Jason has greater martial prowess than we’ve ever seen before… it must be the weaker gravity.  He’s trapped in cryofreeze in a machete-swinging attack pose (pretty sure freezing doesn’t work out like that).  Then a group of “space students” open up his chamber and decide to thaw the huge masked mongoloid holding a machete in an attack pose!!!!!

Incontinuity SIDEBAR: My past comments (see the sidebars in my reviews of part VIII: Jason Takes Manhattan and Jason Goes to Hell) about franchise inconsistency get Hulk-smashed by the nonsense transpiring before my eyes as I watch with a sort of child-like wonderous glee.  Ever since part VII: The New Blood (1988), things have grown ever more exponentially bonkers and I couldn’t be happier.  Continuity out the window—from deadite destroyed by prophecy in IX to whatever he is now, Jason X and Freddy vs Jason violate the rules and timeline that perhaps once mattered to filmmakers and fans.  So, I guess the timeline really ends with IX, right?  You know, after his niece killed him when he vaginally (yes, I meant to type that word) possessed the dead body of his sister (and yes, they just decided he now had a sister).

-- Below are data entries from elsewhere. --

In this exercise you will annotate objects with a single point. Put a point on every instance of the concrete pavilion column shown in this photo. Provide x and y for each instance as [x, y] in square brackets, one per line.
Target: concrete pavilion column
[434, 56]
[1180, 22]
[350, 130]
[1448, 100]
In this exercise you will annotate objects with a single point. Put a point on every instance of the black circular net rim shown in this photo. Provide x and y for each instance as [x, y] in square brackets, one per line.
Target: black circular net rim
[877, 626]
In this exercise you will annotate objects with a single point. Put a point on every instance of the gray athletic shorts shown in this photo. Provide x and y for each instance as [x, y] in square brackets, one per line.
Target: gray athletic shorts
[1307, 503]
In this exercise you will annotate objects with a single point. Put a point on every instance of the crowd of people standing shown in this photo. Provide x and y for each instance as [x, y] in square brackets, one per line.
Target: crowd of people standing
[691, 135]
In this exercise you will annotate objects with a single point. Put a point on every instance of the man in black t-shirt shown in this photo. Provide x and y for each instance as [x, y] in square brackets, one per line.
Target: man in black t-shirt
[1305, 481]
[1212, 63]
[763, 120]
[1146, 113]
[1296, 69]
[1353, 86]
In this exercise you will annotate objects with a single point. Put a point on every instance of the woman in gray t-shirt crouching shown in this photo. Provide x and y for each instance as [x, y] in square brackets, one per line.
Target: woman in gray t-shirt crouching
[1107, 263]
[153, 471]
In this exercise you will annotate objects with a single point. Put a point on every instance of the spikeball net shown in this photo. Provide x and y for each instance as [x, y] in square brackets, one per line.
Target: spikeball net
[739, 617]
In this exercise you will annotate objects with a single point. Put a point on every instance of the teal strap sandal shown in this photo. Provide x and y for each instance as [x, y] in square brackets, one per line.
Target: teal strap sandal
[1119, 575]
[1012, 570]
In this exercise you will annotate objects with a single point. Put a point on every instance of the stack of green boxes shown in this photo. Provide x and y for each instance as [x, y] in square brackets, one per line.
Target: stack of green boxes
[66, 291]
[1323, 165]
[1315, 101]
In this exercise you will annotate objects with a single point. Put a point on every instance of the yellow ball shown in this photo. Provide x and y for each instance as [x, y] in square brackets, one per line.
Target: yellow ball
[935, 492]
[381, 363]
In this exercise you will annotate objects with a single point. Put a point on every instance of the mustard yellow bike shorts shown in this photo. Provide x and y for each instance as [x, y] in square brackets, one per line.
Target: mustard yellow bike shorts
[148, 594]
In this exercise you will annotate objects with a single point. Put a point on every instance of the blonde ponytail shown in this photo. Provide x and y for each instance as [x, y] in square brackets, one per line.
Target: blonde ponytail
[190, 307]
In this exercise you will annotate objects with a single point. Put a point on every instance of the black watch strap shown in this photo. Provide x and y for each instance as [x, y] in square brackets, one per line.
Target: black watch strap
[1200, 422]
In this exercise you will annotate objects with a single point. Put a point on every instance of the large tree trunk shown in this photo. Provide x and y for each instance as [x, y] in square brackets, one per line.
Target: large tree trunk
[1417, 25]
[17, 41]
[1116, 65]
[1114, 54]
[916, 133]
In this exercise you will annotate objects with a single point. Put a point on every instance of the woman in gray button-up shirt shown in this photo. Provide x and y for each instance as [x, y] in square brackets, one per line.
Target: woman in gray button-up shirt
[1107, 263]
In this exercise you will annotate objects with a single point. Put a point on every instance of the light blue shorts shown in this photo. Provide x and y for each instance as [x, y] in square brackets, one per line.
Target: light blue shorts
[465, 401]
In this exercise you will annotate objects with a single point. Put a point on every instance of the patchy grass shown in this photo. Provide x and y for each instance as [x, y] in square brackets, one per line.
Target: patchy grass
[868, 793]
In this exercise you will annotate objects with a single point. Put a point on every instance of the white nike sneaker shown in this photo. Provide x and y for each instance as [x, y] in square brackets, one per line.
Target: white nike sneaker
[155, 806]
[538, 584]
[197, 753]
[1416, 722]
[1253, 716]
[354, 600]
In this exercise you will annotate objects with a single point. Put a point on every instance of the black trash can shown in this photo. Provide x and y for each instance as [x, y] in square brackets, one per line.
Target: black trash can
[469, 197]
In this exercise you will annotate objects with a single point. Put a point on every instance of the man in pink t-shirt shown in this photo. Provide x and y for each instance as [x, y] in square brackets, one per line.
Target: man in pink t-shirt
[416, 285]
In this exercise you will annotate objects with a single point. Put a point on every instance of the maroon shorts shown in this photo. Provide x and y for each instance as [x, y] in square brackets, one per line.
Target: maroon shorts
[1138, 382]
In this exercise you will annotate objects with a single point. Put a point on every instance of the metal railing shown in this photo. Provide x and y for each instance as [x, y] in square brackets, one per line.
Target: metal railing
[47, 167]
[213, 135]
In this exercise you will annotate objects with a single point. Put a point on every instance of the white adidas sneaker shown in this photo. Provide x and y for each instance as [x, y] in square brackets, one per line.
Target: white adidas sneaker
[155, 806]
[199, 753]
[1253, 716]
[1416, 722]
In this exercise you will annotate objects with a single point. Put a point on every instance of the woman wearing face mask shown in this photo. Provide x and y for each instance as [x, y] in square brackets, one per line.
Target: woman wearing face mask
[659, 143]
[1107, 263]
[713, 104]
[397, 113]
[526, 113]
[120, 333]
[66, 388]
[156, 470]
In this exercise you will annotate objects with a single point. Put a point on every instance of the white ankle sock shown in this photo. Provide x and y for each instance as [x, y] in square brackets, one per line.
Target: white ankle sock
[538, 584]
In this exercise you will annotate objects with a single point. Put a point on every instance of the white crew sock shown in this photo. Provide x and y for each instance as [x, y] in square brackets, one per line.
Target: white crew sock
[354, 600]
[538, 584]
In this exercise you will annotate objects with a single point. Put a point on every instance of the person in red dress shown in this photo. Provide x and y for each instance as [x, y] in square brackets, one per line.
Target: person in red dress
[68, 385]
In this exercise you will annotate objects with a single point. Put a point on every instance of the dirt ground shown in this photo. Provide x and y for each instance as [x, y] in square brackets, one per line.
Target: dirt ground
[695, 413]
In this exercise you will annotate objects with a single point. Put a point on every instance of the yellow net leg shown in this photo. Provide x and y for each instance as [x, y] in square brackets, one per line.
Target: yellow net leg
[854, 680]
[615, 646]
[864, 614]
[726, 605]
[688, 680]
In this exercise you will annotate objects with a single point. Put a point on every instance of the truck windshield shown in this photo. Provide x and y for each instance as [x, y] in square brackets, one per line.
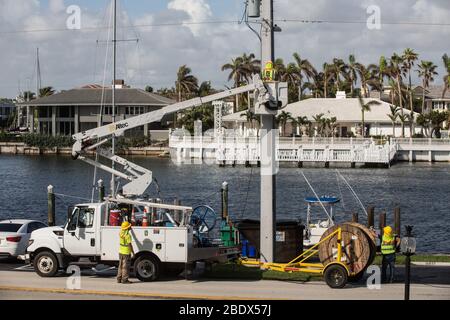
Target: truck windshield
[82, 217]
[10, 227]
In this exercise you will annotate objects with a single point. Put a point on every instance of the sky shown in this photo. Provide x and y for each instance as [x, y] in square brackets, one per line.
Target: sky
[73, 58]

Rather than playing off themes from A Nightmare on Elm Street 3: Dream Warriors (1987), NOES 4: The Dream Master (1988), NOES 5: The Dream Child (1989), The Hidden (1987) and  The Evil Dead (1981, 1987) movies, this sequel decides to pull from an appropriately different genre.  The sci-fi honoraria run rich as we have a David Cronenberg (Nightbreed, The Fly, Videodrome) cameo, Aliens-esque Colonial Marines and sinister financial motives, they’re from Earth 2 and en route to the Solaris space station (after the 1972 film), we have Trekkie jokes about “beaming” to safety, the Bishop-ish Kay-Em 14 (Lisa Ryder; Andromeda, Forever Knight) wants to be more human (like Star Trek’s Data) and has nipples and makes out with her inventor (not at all like Star Trek’s Data), and there’s even a gory little callback to Alien: Resurrection (1997; airlock scene).

The action, death scenes, special effects, make-up and gore are all adequate and entertaining.  We have a juicy slimy gooey behind-the-mask scene during another messy Jason autopsy (as in Jason Goes to Hell), the sleeping bag kill (during the Crystal Lake simulation) harkened all that was good about the sleeping bag death in part VII: The New Blood (1988) and feistily played on tropes about as well as The Final Girls (2015; based on this franchise).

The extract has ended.